I'm following this formula from wikipedia:
H(i, k) = (H1(k) + i*H2(k)) % size
and my H1 is Python's built-in hash() function.
H2 is:
PRIME - (H1(k) % PRIME)
Unfortunately it randomly sticks in an infinite loop after a couple of execution. It cannot traverse all the slots in my table.
Here is my code but you have to set PYTHONHASHSEED=12 in order to reproduce this bug. (I deliberately removed many details so that the implementation would be minimal)
EMPTY = object()
class DoubleHashingHashMap:
def __init__(self):
self.prime = 7
self.size = 15
self.slots = [EMPTY] * self.size
def __setitem__(self, key, value):
for idx in self.probing_squence(key):
slot = self.slots[idx]
if slot is EMPTY:
self.slots[idx] = (key, value)
break
elif isinstance(slot, tuple):
k, v = slot
if k == key:
self.slots[idx] = (key, value)
break
def probing_squence(self, key):
h1 = self.hash_func1(key) % self.size
h2 = self.hash_func2(key) % self.size
i = 1
while True:
yield (h1 + i*h2) % self.size
i += 1
def hash_func1(self, item):
return hash(item)
def hash_func2(self, item):
return self.prime - (self.hash_func1(item) % self.prime)
hashmap = DoubleHashingHashMap()
for i in range(8):
hashmap[str(i)] = i
print("8 items added.")
print("Going into the infinite loop when adding 9th item(which is 8)...")
hashmap["8"] = 8
print("This line can't be reached.")
I would appreciate if you tell me what's wrong with my math.

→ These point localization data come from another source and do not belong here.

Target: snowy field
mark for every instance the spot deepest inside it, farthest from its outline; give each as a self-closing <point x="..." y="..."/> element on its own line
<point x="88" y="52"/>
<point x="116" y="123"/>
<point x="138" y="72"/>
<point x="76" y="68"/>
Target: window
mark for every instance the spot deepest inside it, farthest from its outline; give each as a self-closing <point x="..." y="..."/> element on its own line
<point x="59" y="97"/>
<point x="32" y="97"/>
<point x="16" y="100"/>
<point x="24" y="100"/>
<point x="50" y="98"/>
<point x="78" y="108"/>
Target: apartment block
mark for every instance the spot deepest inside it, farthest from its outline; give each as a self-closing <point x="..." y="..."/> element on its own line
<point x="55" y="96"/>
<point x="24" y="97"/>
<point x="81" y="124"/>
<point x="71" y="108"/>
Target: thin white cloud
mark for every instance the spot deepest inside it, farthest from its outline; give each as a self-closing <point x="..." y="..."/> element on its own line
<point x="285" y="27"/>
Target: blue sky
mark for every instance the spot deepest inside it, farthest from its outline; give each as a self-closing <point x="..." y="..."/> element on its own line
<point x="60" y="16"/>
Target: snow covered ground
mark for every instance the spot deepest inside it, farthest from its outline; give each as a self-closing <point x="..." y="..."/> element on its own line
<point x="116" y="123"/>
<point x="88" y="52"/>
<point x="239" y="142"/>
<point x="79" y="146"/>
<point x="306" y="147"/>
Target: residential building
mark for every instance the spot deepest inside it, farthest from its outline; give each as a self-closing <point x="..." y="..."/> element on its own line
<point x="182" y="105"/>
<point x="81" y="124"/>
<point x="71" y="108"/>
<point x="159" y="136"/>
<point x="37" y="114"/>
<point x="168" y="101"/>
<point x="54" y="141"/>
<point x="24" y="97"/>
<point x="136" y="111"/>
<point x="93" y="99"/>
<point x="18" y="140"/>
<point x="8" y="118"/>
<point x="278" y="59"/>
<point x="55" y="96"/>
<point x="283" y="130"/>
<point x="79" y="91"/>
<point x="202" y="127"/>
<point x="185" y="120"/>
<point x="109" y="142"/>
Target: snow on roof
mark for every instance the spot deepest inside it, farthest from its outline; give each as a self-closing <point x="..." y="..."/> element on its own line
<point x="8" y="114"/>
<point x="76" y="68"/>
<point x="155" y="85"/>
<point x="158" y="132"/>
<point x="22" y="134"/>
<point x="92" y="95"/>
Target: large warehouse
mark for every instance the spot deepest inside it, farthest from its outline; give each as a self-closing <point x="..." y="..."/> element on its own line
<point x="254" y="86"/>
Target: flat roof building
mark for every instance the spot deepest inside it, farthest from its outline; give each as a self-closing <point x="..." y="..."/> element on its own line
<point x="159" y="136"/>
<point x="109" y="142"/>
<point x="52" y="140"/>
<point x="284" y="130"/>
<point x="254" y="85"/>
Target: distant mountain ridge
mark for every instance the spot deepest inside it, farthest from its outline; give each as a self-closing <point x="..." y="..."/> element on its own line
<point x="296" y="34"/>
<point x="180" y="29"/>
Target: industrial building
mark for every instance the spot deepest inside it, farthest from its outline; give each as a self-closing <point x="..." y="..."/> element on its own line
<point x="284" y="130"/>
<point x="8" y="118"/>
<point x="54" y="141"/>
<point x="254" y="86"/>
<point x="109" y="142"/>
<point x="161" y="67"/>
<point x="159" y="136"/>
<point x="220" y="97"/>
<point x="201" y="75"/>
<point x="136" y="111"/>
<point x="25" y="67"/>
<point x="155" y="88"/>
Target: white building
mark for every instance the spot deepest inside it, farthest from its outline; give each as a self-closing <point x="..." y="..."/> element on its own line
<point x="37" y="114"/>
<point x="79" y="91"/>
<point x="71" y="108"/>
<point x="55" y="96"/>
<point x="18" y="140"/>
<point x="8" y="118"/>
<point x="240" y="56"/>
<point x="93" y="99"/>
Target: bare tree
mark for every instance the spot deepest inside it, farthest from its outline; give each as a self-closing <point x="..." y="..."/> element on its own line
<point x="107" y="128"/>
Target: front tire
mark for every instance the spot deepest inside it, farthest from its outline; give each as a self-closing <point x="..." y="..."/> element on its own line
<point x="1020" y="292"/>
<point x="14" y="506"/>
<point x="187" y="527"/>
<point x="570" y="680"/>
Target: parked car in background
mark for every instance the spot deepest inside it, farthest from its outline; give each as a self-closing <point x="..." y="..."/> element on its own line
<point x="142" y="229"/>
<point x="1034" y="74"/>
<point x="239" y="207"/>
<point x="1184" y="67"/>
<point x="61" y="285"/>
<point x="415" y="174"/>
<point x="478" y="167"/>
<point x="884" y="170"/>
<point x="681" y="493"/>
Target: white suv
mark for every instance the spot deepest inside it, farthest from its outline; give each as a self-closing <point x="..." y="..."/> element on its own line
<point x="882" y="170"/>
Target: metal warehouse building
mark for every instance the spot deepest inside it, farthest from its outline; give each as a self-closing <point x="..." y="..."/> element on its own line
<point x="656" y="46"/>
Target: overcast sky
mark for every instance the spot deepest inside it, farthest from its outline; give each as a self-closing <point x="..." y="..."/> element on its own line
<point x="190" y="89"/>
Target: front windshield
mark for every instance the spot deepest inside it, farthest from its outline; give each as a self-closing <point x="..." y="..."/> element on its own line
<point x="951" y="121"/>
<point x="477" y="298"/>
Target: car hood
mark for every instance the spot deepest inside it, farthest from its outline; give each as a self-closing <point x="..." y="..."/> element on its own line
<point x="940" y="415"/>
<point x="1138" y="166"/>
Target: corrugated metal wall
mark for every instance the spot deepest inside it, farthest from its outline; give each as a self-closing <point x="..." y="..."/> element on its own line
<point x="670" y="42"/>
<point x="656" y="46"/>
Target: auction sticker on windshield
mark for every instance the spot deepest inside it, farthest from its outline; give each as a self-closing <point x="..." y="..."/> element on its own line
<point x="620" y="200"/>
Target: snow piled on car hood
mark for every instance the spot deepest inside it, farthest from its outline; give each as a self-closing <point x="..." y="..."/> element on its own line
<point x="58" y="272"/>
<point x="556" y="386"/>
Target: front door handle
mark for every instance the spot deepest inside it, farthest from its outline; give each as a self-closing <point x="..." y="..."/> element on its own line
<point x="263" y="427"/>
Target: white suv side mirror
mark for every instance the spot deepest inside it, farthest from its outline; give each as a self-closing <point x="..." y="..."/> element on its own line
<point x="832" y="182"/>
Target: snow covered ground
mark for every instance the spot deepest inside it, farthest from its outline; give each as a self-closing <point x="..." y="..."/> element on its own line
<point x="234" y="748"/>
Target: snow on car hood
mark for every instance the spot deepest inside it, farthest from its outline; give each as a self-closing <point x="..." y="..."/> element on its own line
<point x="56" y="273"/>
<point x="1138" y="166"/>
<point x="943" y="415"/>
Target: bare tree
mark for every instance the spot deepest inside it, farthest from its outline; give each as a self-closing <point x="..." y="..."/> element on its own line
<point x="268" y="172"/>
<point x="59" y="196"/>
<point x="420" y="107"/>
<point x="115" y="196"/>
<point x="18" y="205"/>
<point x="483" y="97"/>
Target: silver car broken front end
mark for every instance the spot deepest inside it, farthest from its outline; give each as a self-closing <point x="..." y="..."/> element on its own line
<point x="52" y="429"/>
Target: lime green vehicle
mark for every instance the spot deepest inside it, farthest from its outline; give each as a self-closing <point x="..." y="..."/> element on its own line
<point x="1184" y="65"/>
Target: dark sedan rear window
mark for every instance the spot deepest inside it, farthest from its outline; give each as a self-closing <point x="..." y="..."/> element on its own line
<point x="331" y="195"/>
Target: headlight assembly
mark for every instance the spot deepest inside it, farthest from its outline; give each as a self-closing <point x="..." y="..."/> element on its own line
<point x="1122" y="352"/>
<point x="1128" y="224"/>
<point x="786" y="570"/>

The logic calculating the sequence is flawed. For the configuration you mentioned it just will output 0, 5, 10 forever since the 0, 5, 10 slots are already occupied this will go on forever. You only multiply h2 with i and do the modulo with the size. This will loop quite often through a few specific values and won't cover all possible indexes.
This is what happens in your case
# h1 = 10, h2 = 5, calculating the first 10 outputs you would get
print((10 + np.arange(10) * 5) % 15)
array([10, 0, 5, 10, 0, 5, 10, 0, 5, 10])
So this actually loops through only 3 values, quite bad with 15 possible ones. Probably the reason why this bug happens so fast.
With how your implement it you can just increase the index by one and do this until a slot is empty and in the __getitem__ you need to check if the key requested matches the key in the slot and if not do the same logic by increasing it by one until you find it.
EMPTY = object()
class DoubleHashingHashMap:
def __init__(self):
self.prime = 7
self.size = 15
self.slots = [EMPTY] * self.size
def __setitem__(self, key, value):
for idx in self.probing_squence(key):
slot = self.slots[idx]
if slot is EMPTY:
self.slots[idx] = (key, value)
break
elif isinstance(slot, tuple):
k, v = slot
if k == key:
self.slots[idx] = (key, value)
break
def __getitem__(self, key):
for idx in self.probing_squence(key):
slot = self.slots[idx]
if slot is not EMPTY and slot[0] == key:
return slot[1]
def probing_squence(self, key):
h1 = self.hash_func1(key) % self.size
h2 = self.hash_func2(key) % self.size
i = 0
while True:
yield (h1 + h2 + i) % self.size
i += 1
def hash_func1(self, item):
return hash(item)
def hash_func2(self, item):
return self.prime - (self.hash_func1(item) % self.prime)
hashmap = DoubleHashingHashMap()
for i in range(8):
hashmap[str(i)] = i
print("8 items added.")
print("Going into the infinite loop when adding 9th item(which is 8)...")
hashmap["8"] = 8
print("This line can't be reached.")
print(hashmap["1"], hashmap["8"])
So this fixes it but probably not in the way you want since you reference the wikipedia.
So why does the formula from wikpedia not work in your case. This is probably because your h2 does not have all needed characteristics.
The Wikipedia you linked says
The secondary hash function h2(k) should have several characteristics:
it should never yield an index of zero
it should be pair-wise independent of h1k
it should cycle through the whole table
All h2(k) be relatively prime to the size
Your h2 actually has only the first characteristics. It can't be 0. It is definitely dependent on h1 since you use h1 to calculate h2. It won't cycle through the whole table since your self.prime < self.size. It can definitely output e.g. 5, which is not relative prime to a total size of 15. They both share the factor of 5.
As said in the article to e.g. have the relative prime characteristic you can have the total size be a power of 2 and only ever return odd numbers from h2. This will automatically make it relatively prime. You should not use h1 to calculate h2 to make them independent and make sure the outputs of h2 are in the interval [1, size - 1].
So if you want to apply the hashing rule you need to make sure your h2 actually has the characteristics needed. Otherwise the closed loop of a few numbers will happens as you observed.